Audit Reveals 84% of San Francisco Foreclosures Violated Law

David Wallechinsky, Noel Brinkerhoff, AllGov

Tuesday, February 21, 2012

City officials requested the audit that examined 382 randomly chosen foreclosures that occurred from January 2009 through October 2011. The findings revealed that 84% of the files involved “what appear to be one or more clear violations of law.” The violations included not giving homeowners warning that they were in default on their loans (6%), not giving homeowners adequate legal warning their property was being sold (10%), backdating of documents (59%) and transfers of loans by entities that had no business doing so (45%).

Another disturbing discovery related to the Mortgage Electronic Registry System (MERS). In 1995 the bigger banks created MERS as a privately owned electronic system for registering mortgage sales that was supposed to replace local county recording. In the words of the New York Attorney General’s Office, they did so “to allow financial institutions to evade local county recording fees, avoid the hassle and paperwork of publicly recording mortgage transfers, and facilitate the rapid sale and securitization of mortgages.” The San Francisco audit found that in 58% of cases, the loan beneficiary listed on the deed of sale was different from the one listed in the MERS database.

Audit Uncovers Extensive Flaws in Foreclosures

By GRETCHEN MORGENSON, The New York Times

Published: February 15, 2012

(T)he detailed and comprehensive nature of the San Francisco findings suggest how pervasive foreclosure irregularities may be across the nation.

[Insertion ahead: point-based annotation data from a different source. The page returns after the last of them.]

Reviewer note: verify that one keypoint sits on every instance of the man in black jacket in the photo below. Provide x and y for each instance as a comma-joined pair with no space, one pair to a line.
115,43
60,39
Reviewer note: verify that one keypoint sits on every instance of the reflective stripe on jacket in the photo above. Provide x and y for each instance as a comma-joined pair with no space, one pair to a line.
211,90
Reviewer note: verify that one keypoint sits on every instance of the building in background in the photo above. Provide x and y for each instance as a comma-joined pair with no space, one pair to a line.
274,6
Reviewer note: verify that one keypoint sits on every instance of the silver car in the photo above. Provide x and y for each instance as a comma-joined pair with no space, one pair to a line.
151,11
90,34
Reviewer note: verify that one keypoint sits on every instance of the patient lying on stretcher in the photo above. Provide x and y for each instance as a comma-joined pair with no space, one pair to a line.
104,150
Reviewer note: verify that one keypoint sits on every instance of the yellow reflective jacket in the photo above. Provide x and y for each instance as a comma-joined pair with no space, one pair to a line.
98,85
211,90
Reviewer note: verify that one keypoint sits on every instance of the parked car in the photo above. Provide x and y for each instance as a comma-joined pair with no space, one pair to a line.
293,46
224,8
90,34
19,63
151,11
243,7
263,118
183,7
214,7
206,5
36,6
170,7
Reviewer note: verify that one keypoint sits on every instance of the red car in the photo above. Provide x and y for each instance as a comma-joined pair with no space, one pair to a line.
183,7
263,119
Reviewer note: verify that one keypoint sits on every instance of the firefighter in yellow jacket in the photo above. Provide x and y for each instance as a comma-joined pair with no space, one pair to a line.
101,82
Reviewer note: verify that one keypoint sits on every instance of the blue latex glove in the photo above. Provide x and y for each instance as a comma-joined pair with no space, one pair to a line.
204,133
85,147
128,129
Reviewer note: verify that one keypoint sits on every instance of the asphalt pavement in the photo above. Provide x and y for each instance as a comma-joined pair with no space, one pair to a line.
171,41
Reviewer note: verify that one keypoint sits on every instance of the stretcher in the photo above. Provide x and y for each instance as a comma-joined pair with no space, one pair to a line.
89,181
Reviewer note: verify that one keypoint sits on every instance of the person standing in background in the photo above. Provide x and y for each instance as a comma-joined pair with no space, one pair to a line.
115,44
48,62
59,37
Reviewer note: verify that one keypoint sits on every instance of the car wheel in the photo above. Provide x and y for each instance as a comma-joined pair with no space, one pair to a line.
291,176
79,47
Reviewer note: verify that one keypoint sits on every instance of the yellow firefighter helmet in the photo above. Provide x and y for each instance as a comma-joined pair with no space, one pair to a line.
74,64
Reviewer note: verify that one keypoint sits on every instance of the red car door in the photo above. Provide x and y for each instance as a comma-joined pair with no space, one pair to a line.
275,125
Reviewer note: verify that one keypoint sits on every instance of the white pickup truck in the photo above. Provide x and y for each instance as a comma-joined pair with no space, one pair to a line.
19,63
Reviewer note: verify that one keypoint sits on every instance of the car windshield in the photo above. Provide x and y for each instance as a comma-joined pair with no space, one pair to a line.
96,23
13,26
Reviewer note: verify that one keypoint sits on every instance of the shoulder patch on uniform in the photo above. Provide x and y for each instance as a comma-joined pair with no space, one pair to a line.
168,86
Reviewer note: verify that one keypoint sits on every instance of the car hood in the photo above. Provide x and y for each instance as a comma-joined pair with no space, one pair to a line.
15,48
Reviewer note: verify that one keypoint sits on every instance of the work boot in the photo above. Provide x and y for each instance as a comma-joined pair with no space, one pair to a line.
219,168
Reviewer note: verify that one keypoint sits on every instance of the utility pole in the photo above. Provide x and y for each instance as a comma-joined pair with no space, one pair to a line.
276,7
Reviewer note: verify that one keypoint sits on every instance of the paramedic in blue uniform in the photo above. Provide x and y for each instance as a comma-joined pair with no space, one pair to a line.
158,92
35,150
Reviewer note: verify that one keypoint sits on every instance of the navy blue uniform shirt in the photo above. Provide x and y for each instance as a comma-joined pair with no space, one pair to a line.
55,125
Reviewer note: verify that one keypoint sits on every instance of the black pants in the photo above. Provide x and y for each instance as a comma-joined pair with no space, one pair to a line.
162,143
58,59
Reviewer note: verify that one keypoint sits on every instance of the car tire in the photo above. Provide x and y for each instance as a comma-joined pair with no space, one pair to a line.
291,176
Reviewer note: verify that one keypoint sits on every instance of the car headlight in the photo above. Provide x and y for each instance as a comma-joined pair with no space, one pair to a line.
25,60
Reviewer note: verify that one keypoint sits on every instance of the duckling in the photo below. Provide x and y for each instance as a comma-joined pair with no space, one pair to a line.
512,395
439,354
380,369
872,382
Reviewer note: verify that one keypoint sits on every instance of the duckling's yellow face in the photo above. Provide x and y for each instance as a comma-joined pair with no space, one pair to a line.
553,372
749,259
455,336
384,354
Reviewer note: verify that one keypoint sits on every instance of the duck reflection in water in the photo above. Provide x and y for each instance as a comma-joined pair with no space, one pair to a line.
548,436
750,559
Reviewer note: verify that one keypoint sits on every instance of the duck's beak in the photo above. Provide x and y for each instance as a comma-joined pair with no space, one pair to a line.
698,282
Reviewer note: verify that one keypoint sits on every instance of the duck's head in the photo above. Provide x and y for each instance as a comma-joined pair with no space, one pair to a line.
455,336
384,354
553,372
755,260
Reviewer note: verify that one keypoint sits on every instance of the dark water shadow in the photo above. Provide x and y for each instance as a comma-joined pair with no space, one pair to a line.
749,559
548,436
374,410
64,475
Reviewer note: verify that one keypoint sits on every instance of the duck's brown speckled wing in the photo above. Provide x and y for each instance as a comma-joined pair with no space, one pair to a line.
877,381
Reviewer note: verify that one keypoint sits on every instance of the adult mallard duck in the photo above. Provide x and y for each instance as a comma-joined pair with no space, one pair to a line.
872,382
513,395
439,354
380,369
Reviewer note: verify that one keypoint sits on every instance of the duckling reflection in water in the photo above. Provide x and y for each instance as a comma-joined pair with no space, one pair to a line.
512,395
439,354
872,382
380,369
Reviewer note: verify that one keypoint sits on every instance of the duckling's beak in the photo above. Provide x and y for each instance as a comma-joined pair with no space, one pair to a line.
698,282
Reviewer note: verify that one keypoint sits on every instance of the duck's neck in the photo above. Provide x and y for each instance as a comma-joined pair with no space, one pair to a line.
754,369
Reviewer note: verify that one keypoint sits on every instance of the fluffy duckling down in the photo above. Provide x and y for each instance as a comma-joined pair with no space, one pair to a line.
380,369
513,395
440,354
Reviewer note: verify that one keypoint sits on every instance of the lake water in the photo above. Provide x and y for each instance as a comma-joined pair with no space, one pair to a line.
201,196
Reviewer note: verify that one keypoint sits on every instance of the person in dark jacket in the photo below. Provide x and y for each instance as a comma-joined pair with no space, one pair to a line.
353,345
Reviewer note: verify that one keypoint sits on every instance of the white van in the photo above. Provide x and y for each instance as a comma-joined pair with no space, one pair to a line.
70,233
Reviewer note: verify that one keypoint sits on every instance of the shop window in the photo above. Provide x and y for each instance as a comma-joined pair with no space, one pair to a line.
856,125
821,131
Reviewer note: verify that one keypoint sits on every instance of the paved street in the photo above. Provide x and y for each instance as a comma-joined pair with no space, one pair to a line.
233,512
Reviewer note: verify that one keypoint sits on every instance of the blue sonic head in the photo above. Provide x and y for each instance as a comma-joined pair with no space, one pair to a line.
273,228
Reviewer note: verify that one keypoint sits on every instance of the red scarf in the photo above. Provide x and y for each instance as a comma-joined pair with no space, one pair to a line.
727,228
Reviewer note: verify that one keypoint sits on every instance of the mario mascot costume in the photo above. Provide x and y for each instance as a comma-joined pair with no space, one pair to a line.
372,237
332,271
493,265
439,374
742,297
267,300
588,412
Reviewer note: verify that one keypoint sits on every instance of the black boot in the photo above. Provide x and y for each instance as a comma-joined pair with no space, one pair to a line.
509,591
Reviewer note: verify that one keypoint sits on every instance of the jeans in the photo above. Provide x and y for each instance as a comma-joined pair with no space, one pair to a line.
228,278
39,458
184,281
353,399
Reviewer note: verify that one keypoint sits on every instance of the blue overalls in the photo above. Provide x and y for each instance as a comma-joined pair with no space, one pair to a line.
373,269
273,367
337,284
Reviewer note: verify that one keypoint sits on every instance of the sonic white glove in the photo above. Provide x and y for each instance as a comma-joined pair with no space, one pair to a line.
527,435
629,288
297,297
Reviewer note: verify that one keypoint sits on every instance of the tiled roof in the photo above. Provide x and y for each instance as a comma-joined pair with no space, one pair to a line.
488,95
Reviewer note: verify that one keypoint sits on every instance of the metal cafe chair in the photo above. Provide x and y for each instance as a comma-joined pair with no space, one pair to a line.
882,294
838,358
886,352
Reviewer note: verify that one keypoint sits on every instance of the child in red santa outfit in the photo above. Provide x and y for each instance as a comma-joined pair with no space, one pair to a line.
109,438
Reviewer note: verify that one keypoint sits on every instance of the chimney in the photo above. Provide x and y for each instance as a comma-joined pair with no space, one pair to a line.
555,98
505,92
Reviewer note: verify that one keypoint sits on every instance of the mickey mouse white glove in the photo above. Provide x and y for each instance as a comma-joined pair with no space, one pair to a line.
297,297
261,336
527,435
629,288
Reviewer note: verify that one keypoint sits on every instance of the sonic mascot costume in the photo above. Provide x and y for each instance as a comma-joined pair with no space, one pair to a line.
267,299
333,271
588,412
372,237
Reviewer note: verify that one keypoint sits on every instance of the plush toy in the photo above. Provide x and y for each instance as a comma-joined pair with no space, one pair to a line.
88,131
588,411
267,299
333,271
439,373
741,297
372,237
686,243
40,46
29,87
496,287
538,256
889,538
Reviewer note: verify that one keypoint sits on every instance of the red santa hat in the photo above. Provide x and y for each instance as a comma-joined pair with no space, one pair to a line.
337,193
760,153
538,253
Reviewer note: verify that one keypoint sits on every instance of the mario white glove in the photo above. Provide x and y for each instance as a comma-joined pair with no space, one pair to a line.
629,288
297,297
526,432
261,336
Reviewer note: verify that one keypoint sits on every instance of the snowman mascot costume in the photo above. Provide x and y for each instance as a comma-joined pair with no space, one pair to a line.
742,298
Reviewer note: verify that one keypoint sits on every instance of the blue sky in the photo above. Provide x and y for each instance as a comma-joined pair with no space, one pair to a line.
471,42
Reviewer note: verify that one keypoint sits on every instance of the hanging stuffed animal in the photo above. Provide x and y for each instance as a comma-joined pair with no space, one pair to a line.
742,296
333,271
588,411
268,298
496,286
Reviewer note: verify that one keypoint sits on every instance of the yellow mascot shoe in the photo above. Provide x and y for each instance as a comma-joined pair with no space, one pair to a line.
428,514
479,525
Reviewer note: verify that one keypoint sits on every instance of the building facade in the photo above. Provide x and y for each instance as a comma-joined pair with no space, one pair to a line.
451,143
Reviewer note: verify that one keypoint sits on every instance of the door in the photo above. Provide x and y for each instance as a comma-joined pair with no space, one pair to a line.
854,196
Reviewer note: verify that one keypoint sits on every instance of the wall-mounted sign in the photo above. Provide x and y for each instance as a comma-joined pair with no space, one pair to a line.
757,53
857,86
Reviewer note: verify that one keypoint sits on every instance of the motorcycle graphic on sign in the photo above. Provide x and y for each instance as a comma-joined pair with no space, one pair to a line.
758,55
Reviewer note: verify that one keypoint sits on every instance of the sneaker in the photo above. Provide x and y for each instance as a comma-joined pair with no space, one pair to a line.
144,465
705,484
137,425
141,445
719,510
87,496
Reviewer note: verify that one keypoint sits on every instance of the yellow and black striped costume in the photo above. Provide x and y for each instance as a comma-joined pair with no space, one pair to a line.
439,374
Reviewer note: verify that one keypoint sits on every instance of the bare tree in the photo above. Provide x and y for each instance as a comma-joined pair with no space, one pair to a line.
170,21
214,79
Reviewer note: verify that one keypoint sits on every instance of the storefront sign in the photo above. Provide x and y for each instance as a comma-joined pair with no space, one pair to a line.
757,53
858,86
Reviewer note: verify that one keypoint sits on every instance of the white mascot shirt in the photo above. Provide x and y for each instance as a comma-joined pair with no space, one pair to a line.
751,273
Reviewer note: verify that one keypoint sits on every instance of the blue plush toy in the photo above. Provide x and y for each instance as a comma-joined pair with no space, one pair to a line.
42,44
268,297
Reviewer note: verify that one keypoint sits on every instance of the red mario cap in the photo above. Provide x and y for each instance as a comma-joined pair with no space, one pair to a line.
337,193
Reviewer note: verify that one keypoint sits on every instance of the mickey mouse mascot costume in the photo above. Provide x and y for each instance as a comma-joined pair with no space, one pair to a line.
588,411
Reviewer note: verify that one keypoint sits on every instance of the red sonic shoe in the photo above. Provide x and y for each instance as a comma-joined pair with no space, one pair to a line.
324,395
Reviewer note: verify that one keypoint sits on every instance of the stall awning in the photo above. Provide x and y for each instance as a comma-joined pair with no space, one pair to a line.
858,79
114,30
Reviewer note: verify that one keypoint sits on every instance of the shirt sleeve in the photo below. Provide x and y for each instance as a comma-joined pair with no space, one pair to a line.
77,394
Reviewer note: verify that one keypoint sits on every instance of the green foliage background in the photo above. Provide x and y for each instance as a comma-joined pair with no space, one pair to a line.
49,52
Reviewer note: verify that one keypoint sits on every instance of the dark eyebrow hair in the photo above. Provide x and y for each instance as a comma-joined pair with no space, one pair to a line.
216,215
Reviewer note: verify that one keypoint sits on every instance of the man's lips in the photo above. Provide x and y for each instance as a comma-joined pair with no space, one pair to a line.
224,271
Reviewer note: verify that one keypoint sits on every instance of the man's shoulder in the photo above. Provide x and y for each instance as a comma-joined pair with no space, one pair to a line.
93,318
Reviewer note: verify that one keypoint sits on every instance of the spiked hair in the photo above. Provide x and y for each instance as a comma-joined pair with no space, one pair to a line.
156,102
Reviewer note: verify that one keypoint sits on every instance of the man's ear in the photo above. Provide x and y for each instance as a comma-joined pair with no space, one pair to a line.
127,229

The depth of the problem raises questions about whether at least some foreclosures should be considered void, Mr. Ting said. “We’re not saying that every consumer should not have been foreclosed on or every lender is a bad actor, but there are significant and troubling issues,” he said.

California has been among the states hurt the most by the mortgage crisis. Because its laws, like those of 29 other states, do not require a judge to oversee foreclosures, the conduct of banks in the process is rarely scrutinized. Mr. Ting said his report was the first rigorous analysis of foreclosure improprieties in California and that it cast doubt on the validity of almost every foreclosure it examined.

“Clearly, we need to set up a process where lenders are following every part of the law,” Mr. Ting said in the interview. “It is very apparent that the system is broken from many different vantage points.”



The report contradicted the contentions of many banks that foreclosure improprieties did little harm because the borrowers were behind on their mortgages and should have been evicted anyway. “We can deduce from the public evidence,” the report noted, “that there are indeed legitimate victims in the mortgage crisis. Whether these homeowners are systematically being deprived of legal safeguards and due process rights is an important question.”